在CoreML的实际应用中,很多场景下我们对模型的处理速度都有很严格的要求。这就要求我们在设计模型时,就要谨慎控制每一层的耗时。下面我将在真机上实测CoreML一些比较耗时的层在不同参数下运行时间,为设计模型提供一些参考。
理论参考:How fast is my model?
测试设备:iPhoneX
环境配置:python3.6、tensorflow1.5、Keras2.1.6、numpy1.15.4、coremltools2.0、Xcode10.1
搭建测量环境
首先建立一个简单的Keras模型:
import keras
def create_model():
inp = keras.layers.Input(shape=(128, 128, 3))
//需要测试的层,这里是卷积层Conv2D
x = keras.layers.Conv2D(64, (3, 3), strides=(1, 1),padding='valid', name='conv1', use_bias=True)(x)
return keras.models.Model(inp, x)
model = create_model()
model.compile(loss="categorical_crossentropy", optimizer="Adam",
metrics=["accuracy"])
model.summary()
我们的目的仅仅是测试耗时,模型没有任何实际意义,所以这里不做训练,配置权重为随机数:
W = model.get_weights()
np.random.seed(12345)
for i in range(len(W)):
W[i] = np.random.randn(*(W[i].shape)) * 2 - 1
model.set_weights(W)
最后把模型转换为CoreML模型,保存mlmodel文件,推荐把操作和参数写在名字里以便于比对。
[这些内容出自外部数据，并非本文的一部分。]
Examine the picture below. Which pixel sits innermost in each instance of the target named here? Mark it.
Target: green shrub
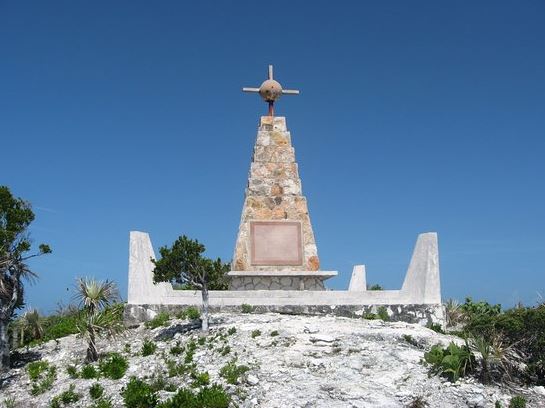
(231, 372)
(36, 369)
(42, 376)
(409, 339)
(382, 313)
(192, 313)
(72, 372)
(138, 394)
(176, 349)
(517, 402)
(9, 402)
(102, 403)
(208, 397)
(96, 390)
(66, 398)
(89, 371)
(225, 350)
(161, 319)
(452, 362)
(113, 366)
(148, 348)
(436, 327)
(190, 351)
(200, 379)
(247, 308)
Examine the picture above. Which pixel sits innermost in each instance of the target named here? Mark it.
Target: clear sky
(413, 117)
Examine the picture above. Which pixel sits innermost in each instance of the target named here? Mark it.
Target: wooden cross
(271, 90)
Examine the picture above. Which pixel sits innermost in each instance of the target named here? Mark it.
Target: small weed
(418, 402)
(176, 349)
(9, 402)
(89, 371)
(72, 372)
(247, 308)
(96, 390)
(102, 403)
(436, 327)
(231, 371)
(382, 313)
(148, 348)
(42, 375)
(161, 319)
(409, 339)
(65, 398)
(138, 394)
(200, 379)
(517, 401)
(114, 366)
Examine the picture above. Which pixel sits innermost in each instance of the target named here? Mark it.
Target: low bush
(148, 348)
(208, 397)
(72, 372)
(200, 379)
(161, 319)
(65, 398)
(96, 391)
(232, 372)
(452, 362)
(89, 371)
(138, 394)
(42, 376)
(382, 313)
(176, 349)
(113, 366)
(102, 403)
(246, 308)
(517, 402)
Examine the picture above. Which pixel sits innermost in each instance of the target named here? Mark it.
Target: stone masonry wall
(274, 193)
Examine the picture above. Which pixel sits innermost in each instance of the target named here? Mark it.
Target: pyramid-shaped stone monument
(275, 247)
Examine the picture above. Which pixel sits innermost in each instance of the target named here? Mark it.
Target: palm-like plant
(30, 322)
(100, 316)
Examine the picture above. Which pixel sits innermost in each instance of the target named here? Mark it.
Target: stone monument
(275, 247)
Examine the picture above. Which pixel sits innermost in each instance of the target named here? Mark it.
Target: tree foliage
(184, 264)
(15, 250)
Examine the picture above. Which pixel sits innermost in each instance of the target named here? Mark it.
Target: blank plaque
(275, 243)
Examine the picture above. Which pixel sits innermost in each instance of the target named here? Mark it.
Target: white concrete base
(421, 286)
(358, 281)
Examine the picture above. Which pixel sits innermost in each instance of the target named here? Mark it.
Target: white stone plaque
(276, 243)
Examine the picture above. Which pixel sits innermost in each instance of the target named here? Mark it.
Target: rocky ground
(312, 362)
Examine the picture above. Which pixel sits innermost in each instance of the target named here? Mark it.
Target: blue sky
(413, 117)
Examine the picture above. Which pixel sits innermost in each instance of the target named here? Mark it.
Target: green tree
(99, 317)
(15, 250)
(183, 263)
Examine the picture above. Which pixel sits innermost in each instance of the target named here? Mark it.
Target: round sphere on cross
(270, 90)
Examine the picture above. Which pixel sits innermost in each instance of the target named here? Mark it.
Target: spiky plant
(453, 313)
(30, 322)
(100, 316)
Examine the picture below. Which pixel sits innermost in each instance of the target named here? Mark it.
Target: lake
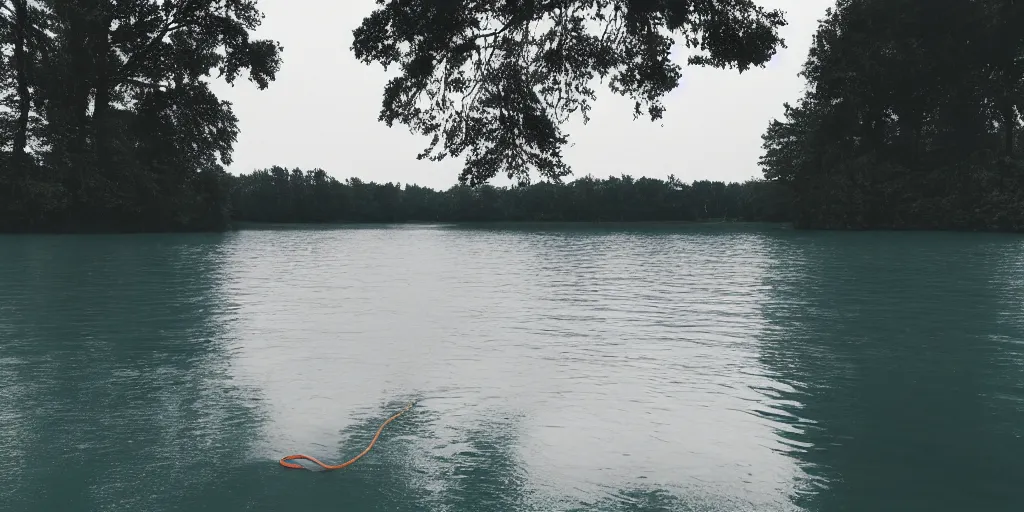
(648, 368)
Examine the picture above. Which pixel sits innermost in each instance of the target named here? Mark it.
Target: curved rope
(329, 467)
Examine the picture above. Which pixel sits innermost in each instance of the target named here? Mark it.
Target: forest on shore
(910, 118)
(278, 195)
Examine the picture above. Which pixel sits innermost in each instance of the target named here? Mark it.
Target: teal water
(560, 368)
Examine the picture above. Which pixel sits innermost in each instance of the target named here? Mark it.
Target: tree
(909, 120)
(127, 132)
(496, 79)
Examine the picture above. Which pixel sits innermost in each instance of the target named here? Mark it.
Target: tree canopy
(495, 80)
(910, 118)
(107, 114)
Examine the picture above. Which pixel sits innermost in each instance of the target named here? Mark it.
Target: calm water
(675, 369)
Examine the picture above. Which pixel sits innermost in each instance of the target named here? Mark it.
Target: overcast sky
(322, 111)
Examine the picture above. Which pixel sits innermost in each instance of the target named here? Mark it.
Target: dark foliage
(107, 122)
(910, 120)
(278, 195)
(496, 79)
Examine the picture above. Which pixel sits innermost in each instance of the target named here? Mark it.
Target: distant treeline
(278, 195)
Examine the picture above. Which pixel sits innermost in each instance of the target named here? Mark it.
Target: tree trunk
(22, 77)
(1009, 128)
(101, 107)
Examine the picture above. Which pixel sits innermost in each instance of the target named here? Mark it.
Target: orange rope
(339, 466)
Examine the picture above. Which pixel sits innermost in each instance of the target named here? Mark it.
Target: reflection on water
(894, 344)
(555, 368)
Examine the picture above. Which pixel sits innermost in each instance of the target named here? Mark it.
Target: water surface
(707, 368)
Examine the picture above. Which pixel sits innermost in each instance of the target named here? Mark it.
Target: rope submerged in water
(329, 467)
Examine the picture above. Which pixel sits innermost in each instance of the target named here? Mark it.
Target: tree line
(107, 118)
(910, 120)
(910, 117)
(279, 195)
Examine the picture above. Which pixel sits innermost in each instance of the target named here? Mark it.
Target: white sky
(322, 111)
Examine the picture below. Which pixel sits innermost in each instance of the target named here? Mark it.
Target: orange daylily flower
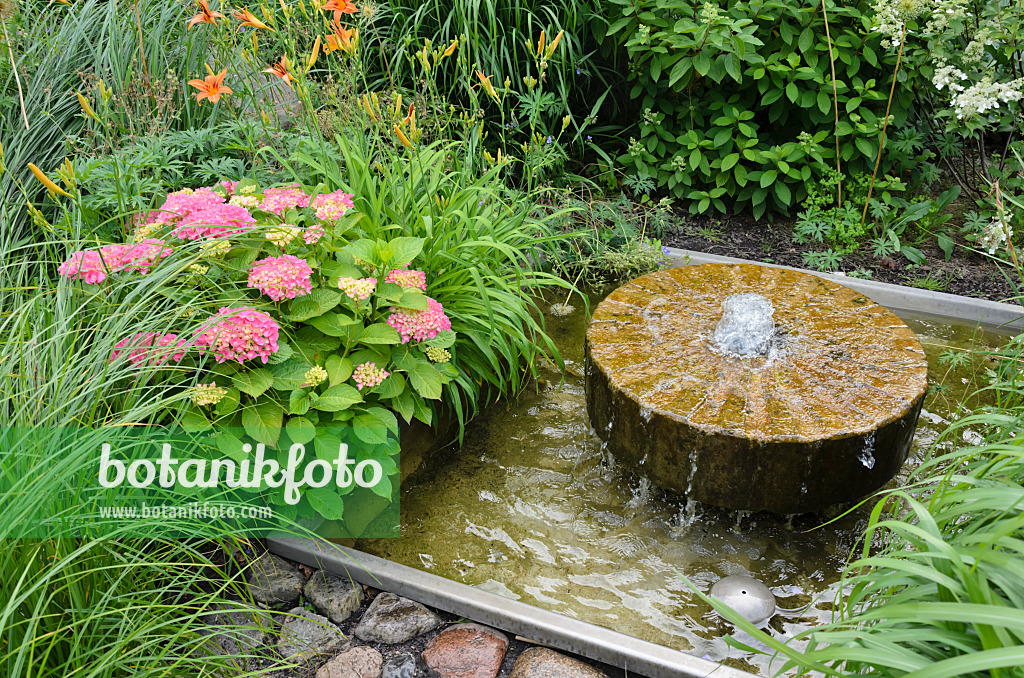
(205, 15)
(340, 6)
(281, 70)
(248, 18)
(345, 39)
(211, 87)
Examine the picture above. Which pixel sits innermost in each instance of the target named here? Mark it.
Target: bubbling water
(747, 327)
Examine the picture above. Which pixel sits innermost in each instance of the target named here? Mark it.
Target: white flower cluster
(710, 13)
(891, 17)
(996, 232)
(984, 95)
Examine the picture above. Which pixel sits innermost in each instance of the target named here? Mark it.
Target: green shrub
(737, 104)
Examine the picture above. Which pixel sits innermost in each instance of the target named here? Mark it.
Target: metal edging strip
(993, 314)
(543, 626)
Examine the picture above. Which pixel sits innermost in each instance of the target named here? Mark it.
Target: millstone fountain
(754, 388)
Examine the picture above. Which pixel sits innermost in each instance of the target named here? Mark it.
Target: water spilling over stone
(747, 327)
(826, 420)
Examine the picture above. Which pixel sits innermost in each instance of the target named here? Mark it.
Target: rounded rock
(751, 598)
(825, 417)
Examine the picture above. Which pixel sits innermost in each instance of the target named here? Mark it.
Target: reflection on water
(530, 507)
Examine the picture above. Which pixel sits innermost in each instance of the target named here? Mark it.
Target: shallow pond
(532, 508)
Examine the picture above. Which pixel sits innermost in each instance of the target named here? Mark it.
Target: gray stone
(358, 662)
(399, 666)
(391, 620)
(334, 596)
(305, 635)
(274, 581)
(544, 663)
(239, 632)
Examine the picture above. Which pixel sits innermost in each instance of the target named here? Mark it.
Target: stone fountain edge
(999, 316)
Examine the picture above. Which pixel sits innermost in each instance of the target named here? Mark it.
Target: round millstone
(825, 417)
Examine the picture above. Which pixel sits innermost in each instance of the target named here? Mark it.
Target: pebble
(306, 634)
(399, 666)
(358, 662)
(392, 620)
(335, 596)
(274, 581)
(466, 650)
(544, 663)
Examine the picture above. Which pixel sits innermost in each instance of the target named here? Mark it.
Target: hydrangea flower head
(283, 235)
(85, 265)
(240, 334)
(332, 206)
(214, 222)
(181, 204)
(357, 288)
(406, 278)
(150, 348)
(203, 394)
(419, 325)
(282, 199)
(369, 375)
(315, 376)
(286, 277)
(136, 257)
(312, 234)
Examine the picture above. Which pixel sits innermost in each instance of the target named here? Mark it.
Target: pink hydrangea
(214, 222)
(86, 265)
(181, 204)
(312, 234)
(281, 278)
(419, 325)
(150, 348)
(332, 206)
(406, 278)
(370, 375)
(282, 199)
(239, 334)
(137, 257)
(357, 288)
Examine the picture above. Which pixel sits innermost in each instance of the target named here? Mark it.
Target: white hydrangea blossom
(996, 232)
(948, 76)
(985, 95)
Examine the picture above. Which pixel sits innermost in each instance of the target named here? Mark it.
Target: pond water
(531, 507)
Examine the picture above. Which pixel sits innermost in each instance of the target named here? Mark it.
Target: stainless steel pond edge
(992, 314)
(543, 626)
(580, 637)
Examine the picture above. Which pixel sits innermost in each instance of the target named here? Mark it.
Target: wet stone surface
(824, 416)
(274, 581)
(392, 619)
(466, 650)
(301, 643)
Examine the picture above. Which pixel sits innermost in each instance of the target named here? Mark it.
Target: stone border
(579, 637)
(993, 315)
(545, 627)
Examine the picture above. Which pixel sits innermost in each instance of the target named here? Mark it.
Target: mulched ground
(966, 273)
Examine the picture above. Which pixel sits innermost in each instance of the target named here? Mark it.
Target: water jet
(754, 388)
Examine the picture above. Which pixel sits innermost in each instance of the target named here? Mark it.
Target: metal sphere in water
(751, 598)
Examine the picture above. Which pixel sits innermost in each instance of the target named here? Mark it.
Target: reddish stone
(466, 650)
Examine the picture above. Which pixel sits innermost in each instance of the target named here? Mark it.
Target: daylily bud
(45, 180)
(84, 102)
(401, 137)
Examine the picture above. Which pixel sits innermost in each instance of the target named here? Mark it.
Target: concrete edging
(540, 625)
(580, 637)
(993, 314)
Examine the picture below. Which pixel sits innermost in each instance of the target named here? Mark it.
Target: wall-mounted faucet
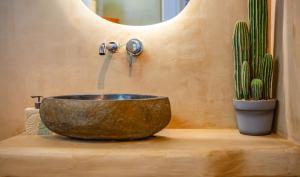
(134, 48)
(111, 47)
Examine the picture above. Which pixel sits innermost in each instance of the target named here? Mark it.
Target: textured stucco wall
(291, 66)
(51, 48)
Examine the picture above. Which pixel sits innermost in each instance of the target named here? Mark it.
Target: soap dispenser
(37, 104)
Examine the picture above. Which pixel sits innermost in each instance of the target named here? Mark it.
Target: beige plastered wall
(287, 59)
(51, 48)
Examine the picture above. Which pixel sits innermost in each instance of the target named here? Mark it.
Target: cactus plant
(241, 47)
(256, 89)
(266, 72)
(245, 80)
(258, 17)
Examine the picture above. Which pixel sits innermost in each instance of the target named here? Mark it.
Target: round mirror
(136, 12)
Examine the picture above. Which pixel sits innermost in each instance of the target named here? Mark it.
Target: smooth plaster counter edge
(174, 152)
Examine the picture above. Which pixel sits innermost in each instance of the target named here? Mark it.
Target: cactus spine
(256, 89)
(258, 17)
(266, 72)
(246, 80)
(241, 47)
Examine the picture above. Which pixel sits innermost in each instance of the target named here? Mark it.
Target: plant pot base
(255, 118)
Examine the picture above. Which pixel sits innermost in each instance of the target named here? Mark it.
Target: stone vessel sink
(111, 116)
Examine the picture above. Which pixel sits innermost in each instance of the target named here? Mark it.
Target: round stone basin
(111, 116)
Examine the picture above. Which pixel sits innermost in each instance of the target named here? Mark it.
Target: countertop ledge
(171, 153)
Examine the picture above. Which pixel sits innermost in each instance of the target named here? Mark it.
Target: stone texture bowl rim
(146, 97)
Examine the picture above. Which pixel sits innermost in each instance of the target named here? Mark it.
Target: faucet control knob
(111, 47)
(134, 47)
(102, 49)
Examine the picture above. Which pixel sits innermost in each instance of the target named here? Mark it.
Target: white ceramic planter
(255, 117)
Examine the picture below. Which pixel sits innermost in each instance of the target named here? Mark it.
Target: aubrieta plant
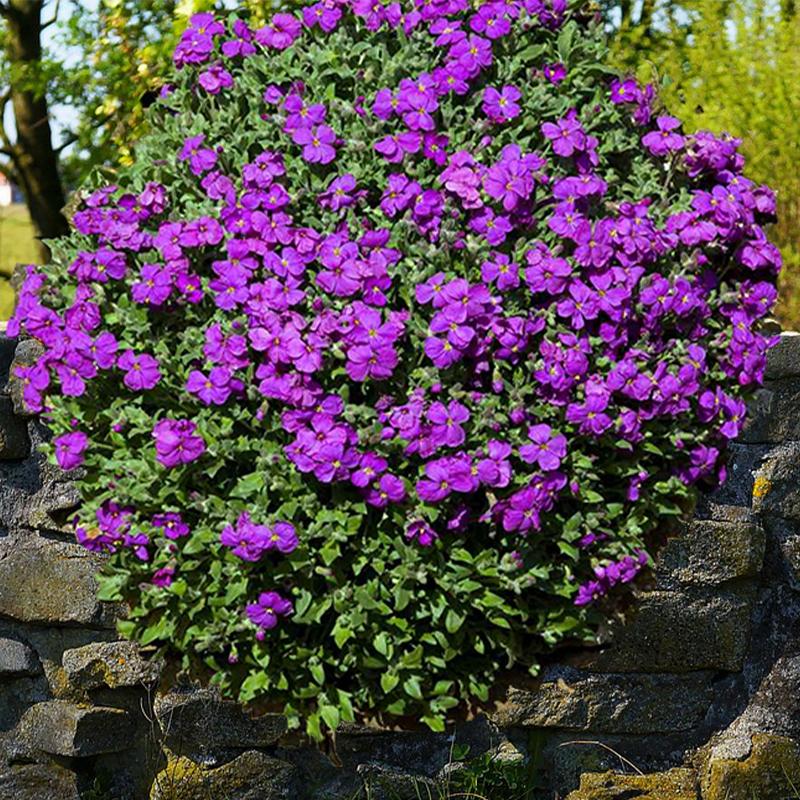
(406, 329)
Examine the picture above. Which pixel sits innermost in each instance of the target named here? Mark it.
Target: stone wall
(696, 695)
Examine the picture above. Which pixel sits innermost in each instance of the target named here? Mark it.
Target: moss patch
(770, 772)
(674, 784)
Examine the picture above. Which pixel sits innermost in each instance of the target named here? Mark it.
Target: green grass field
(17, 245)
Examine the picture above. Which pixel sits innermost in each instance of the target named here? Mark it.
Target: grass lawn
(17, 245)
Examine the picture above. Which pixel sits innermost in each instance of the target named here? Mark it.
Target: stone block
(26, 353)
(682, 632)
(737, 491)
(251, 776)
(770, 772)
(46, 581)
(14, 440)
(773, 416)
(572, 699)
(7, 347)
(783, 360)
(200, 723)
(386, 783)
(61, 728)
(776, 488)
(38, 782)
(17, 659)
(710, 552)
(111, 664)
(674, 784)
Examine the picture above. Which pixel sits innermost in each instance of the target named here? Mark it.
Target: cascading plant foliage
(406, 328)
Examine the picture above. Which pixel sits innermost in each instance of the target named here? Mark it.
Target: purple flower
(70, 448)
(247, 540)
(176, 442)
(339, 193)
(388, 489)
(172, 524)
(201, 159)
(283, 537)
(665, 140)
(154, 285)
(163, 577)
(317, 143)
(421, 533)
(501, 106)
(566, 135)
(266, 611)
(446, 423)
(281, 33)
(547, 450)
(215, 79)
(214, 388)
(141, 372)
(555, 73)
(35, 380)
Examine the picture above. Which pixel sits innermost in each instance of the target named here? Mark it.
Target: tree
(730, 66)
(119, 48)
(33, 160)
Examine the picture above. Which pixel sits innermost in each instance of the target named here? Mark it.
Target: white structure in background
(6, 192)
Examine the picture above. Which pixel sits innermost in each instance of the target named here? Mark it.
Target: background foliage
(619, 351)
(733, 66)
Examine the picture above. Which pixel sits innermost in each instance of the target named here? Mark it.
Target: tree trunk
(34, 158)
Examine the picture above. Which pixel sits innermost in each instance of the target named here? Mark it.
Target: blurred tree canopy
(95, 62)
(729, 65)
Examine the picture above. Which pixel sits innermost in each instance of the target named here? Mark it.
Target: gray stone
(200, 723)
(776, 489)
(250, 776)
(38, 782)
(785, 564)
(47, 581)
(611, 703)
(682, 632)
(61, 728)
(112, 664)
(17, 659)
(773, 416)
(387, 783)
(674, 784)
(711, 552)
(26, 353)
(783, 360)
(7, 347)
(774, 707)
(14, 440)
(737, 491)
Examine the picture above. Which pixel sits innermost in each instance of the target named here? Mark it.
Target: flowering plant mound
(407, 327)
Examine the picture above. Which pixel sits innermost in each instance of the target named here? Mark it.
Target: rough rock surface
(38, 782)
(202, 724)
(60, 728)
(251, 776)
(111, 664)
(48, 581)
(577, 700)
(676, 784)
(17, 659)
(699, 684)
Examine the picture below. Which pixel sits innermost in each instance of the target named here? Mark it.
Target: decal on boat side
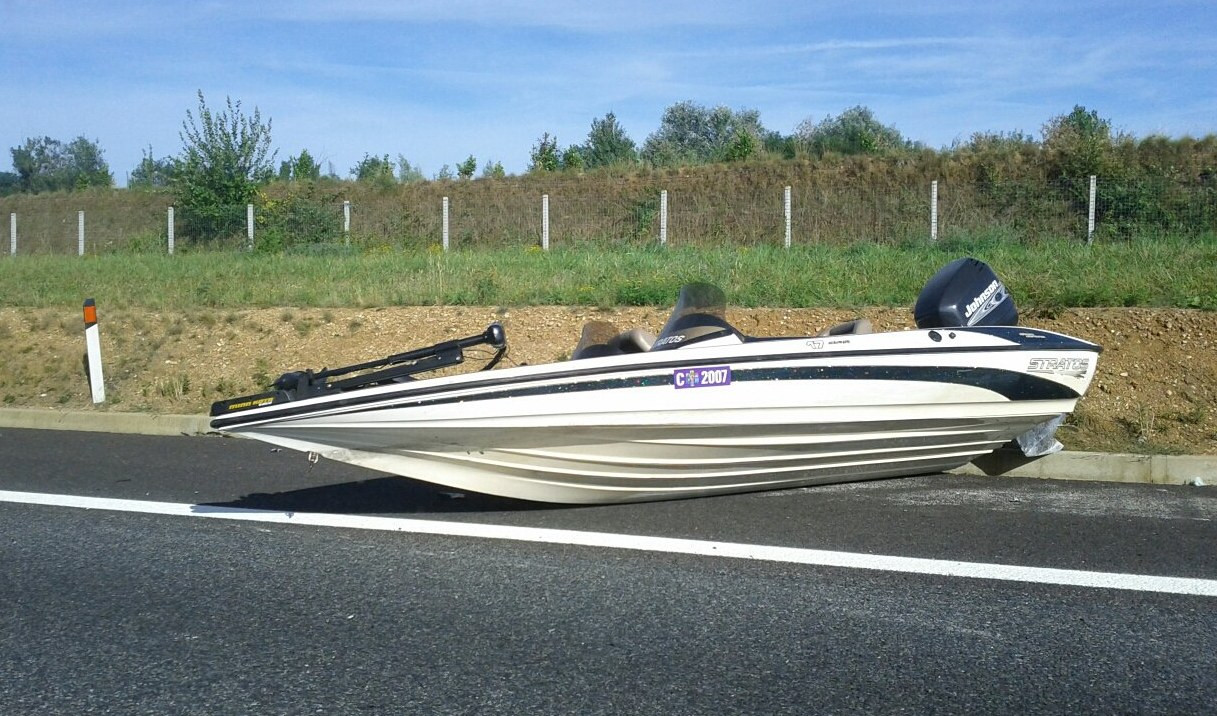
(1075, 367)
(708, 376)
(253, 403)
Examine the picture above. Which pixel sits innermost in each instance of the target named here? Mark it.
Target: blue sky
(438, 80)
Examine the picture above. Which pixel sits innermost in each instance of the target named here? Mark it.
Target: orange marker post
(93, 346)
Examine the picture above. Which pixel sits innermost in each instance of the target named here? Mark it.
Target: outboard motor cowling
(964, 292)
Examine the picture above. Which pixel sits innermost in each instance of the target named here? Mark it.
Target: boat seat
(600, 337)
(850, 328)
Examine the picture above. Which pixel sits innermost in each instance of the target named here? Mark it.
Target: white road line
(643, 543)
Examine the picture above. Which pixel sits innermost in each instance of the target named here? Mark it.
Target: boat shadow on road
(377, 497)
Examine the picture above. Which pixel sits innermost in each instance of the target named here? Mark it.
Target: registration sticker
(710, 376)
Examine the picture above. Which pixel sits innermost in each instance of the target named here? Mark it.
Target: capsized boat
(699, 409)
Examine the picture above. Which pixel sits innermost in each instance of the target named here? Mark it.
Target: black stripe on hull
(1009, 384)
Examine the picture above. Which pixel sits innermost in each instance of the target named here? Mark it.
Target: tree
(151, 173)
(691, 134)
(302, 168)
(48, 164)
(465, 169)
(572, 158)
(741, 146)
(544, 156)
(1077, 144)
(408, 172)
(853, 132)
(493, 171)
(376, 171)
(225, 158)
(607, 144)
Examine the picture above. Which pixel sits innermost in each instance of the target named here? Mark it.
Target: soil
(1155, 390)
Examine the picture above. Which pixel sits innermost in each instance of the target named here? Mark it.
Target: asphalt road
(111, 611)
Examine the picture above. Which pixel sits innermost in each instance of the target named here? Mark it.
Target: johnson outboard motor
(964, 292)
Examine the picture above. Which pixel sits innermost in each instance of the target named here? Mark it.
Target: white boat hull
(790, 413)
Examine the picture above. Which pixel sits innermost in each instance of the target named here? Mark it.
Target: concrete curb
(1200, 470)
(88, 421)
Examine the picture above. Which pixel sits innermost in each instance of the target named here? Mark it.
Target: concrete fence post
(785, 212)
(1089, 212)
(663, 217)
(443, 225)
(346, 222)
(248, 224)
(934, 211)
(544, 222)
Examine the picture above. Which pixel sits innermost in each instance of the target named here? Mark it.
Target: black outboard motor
(964, 292)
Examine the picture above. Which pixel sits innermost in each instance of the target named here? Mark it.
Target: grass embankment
(1047, 275)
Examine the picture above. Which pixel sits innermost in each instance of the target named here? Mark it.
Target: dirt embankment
(1155, 391)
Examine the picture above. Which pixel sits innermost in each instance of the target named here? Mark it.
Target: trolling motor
(297, 385)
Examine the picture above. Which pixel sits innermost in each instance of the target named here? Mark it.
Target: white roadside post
(785, 212)
(93, 347)
(934, 211)
(663, 217)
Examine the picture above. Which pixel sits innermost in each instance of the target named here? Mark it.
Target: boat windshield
(700, 314)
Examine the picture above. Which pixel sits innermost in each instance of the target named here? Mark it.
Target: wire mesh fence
(472, 214)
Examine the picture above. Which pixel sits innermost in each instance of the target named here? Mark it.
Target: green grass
(1167, 273)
coreml_model = coremltools.converters.keras.convert(
model,
input_names="image",
image_input_names="image",
output_names="output")
//保存mlmodel,把操作和参数写在名字里以便于比对。
coreml_model.save('Conv2D_3_3_3_128_128_64.mlmodel')
将以上代码整理到一个task.py文件中(完整代码后文中会给出),在终端中运行:
localhost:CoreMLtest vyyv$ python3 task.py
以下是返回结果
Using TensorFlow backend.
_________________________________________________________________
Layer (type) Output Shape Param #
=================================================================
input_1 (InputLayer) (None, 128, 128, 3) 0
_________________________________________________________________
conv1 (Conv2D) (None, 126, 126, 64) 1792
=================================================================
Total params: 1,792
Trainable params: 1,792
Non-trainable params: 0
_________________________________________________________________
2019-01-07 14:50:26.523392: I tensorflow/core/platform/cpu_feature_guard.cc:137] Your CPU supports instructions that this TensorFlow binary was not compiled to use: SSE4.2 AVX AVX2 FMA
0 : input_1, <keras.engine.topology.InputLayer object at 0x1028f5630>
1 : conv1, <keras.layers.convolutional.Conv2D object at 0x11d9719b0>
/var/folders/2k/n498pw5d4qb41y0_wc4vmrcm0000gp/T/tmpj6ik2p3s.mlmodel
Input name(s) and shape(s):
image : (C,H,W) = (3, 128, 128)
Neural Network compiler 0: 100 , name = conv1, output shape : (C,H,W) = (64, 126, 126)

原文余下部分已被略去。